Brock's enmity with Struan precedes the events of the book. Brock, being older than Struan, was the 3rd mate on ship The Vagrant Star, on which Struan was a deckhand.  Brock takes an instant dislike to Struan and has him whipped for every possible infraction, making Struan's life  on the ship hellish.  This ended one night when their ship hit a reef and sank. Brock and Struan survived, and each began to build their respective companies.
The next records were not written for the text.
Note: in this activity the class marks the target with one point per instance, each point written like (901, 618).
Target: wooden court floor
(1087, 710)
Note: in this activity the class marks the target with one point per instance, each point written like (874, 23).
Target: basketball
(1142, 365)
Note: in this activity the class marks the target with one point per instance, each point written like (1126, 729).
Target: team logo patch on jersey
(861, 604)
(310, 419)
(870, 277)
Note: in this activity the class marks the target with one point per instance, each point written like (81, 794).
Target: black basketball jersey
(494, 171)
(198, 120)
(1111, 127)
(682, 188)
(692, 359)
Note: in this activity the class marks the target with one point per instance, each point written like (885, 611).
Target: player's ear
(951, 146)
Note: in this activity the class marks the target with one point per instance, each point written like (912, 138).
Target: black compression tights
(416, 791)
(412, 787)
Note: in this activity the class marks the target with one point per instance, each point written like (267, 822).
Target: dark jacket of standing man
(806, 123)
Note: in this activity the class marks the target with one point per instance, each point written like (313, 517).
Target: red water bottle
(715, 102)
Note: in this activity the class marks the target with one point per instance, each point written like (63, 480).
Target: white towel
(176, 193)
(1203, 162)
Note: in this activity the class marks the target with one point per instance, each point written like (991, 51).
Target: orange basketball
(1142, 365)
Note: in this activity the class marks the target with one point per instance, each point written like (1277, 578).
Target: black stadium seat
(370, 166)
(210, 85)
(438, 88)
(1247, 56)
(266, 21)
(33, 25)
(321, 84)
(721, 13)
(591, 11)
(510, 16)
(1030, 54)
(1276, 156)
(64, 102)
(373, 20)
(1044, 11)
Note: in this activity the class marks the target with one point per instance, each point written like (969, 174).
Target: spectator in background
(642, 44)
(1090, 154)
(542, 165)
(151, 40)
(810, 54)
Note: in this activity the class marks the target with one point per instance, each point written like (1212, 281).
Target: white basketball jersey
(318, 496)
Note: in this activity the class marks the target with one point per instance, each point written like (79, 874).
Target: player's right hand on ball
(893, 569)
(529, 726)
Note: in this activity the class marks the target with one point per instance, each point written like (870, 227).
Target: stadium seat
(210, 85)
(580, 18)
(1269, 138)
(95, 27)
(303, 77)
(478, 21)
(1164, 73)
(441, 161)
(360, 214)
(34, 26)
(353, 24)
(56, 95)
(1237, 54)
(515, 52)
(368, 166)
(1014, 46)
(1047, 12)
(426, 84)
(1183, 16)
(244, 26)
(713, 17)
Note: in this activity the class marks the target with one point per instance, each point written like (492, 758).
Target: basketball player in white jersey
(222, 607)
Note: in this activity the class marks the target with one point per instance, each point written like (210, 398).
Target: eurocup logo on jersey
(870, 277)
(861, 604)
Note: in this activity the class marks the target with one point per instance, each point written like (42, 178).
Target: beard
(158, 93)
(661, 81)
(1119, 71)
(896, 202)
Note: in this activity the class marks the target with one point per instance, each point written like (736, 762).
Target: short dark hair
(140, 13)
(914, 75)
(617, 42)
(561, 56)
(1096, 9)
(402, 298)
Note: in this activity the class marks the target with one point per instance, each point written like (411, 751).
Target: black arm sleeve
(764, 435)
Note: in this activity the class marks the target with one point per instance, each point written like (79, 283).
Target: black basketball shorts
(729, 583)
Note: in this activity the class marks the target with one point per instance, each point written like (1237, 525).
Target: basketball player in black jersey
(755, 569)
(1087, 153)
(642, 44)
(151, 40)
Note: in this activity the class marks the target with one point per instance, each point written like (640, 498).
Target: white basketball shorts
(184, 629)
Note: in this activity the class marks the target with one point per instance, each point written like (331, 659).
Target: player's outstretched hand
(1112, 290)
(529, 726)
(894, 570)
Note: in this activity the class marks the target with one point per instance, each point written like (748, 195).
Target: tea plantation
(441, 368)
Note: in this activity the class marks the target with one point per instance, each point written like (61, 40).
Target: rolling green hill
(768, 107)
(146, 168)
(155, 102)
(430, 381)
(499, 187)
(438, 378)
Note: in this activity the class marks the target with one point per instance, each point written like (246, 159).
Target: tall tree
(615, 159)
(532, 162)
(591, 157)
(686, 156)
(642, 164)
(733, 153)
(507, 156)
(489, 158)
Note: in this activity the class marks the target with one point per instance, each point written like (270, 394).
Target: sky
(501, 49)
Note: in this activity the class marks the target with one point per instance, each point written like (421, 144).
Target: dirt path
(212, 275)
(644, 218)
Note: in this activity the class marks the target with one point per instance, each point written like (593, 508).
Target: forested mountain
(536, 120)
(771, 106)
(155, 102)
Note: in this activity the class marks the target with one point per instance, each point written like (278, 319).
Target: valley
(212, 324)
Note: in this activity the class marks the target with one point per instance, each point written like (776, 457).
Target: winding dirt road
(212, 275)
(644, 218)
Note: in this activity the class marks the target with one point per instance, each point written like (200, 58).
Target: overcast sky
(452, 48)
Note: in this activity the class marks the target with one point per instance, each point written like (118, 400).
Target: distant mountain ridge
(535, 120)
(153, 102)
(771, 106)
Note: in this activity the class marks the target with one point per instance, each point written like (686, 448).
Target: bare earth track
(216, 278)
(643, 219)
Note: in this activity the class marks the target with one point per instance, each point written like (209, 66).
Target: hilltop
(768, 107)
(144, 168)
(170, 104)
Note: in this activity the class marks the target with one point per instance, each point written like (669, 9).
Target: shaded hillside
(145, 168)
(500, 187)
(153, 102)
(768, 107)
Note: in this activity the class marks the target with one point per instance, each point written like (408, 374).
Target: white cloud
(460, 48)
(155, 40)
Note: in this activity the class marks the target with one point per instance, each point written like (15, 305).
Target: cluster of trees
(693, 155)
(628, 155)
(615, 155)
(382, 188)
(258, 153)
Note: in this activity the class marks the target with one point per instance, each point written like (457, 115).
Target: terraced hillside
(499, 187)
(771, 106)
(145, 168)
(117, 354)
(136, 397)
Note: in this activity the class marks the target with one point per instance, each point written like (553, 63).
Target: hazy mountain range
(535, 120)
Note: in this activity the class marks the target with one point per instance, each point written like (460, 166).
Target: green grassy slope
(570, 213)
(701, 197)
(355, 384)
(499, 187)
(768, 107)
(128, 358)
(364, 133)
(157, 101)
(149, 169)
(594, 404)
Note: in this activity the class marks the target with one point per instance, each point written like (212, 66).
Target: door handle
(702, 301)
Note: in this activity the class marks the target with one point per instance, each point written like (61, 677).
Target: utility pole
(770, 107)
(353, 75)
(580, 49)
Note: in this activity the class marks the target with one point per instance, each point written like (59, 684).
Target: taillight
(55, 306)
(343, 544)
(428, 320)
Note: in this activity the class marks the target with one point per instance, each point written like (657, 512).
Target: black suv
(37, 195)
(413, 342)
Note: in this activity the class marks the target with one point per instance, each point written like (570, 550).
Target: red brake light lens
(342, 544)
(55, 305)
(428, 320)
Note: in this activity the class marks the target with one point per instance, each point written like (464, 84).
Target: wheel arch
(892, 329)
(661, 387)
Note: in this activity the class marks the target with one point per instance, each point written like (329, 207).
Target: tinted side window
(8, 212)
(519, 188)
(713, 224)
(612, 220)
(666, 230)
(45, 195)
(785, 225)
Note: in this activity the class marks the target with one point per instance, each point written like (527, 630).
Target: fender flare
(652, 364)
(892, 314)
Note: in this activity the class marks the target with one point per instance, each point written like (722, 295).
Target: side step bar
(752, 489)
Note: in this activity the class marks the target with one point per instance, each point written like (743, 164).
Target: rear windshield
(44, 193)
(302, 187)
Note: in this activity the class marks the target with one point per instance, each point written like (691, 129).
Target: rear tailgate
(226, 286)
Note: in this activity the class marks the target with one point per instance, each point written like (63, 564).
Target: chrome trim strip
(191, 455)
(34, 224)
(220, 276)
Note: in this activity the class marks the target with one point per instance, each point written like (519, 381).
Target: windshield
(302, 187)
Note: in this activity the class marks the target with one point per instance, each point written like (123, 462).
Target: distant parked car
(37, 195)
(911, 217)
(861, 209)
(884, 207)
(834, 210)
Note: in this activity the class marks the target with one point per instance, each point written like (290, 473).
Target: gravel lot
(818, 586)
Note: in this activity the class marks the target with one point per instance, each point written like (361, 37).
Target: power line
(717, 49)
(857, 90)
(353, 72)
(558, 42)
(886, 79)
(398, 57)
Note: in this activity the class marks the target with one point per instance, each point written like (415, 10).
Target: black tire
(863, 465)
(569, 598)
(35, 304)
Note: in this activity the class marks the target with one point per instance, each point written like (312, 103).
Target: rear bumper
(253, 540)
Brock lost an eye sometime prior to the book, when his vessel was hit by wind. He was pinned under a broken mastbeam and thrashed about the face by a loose halyard, whose metal-capped end gouged out his eye. Despite his overwhelming hatred for Dirk Struan he passes up outside assistance in bringing down the Noble House, preferring to do it himself.
  
Tyler Brock almost succeeds in destroying the Noble House by causing a run on the bank where Struan and his brother, Robb, have concentrated their company's financial reserves but Struan is saved by his Chinese business partners through the "four coin halves" loan, and Struan dies in a typhoon before the battle to the death that both men have anticipated. In classic Shakespearean fashion Tyler's daughter Tess and Dirk's son Culum fall in love, getting married and condemning their fathers' hatred. Tyler Brock expects to absorb the Noble House after Dirk Struan's death but Culum is inspired to respond by sending Brock some coins with the message to "buy yourself a coffin."

The novel leaves us at that, but future books in James Clavell's saga reveal the end of Tyler Brock.

When Culum dies, Tess takes over as Tai-Pan and orchestrates the fall of her father in 1863.  A penniless Tyler Brock is seen pirating a Chinese junk and sailing north, screaming promises to rebuild his fortune and come back for the coveted title of "Noble House."

He is never seen or heard from again.

John Stanton played Brock in the 1986 film Tai Pan. George MacDonald Fraser, who wrote an unused script adaptation of Tai Pan in the late 1970s, thought Oliver Reed would have been ideal casting for the role of Brock.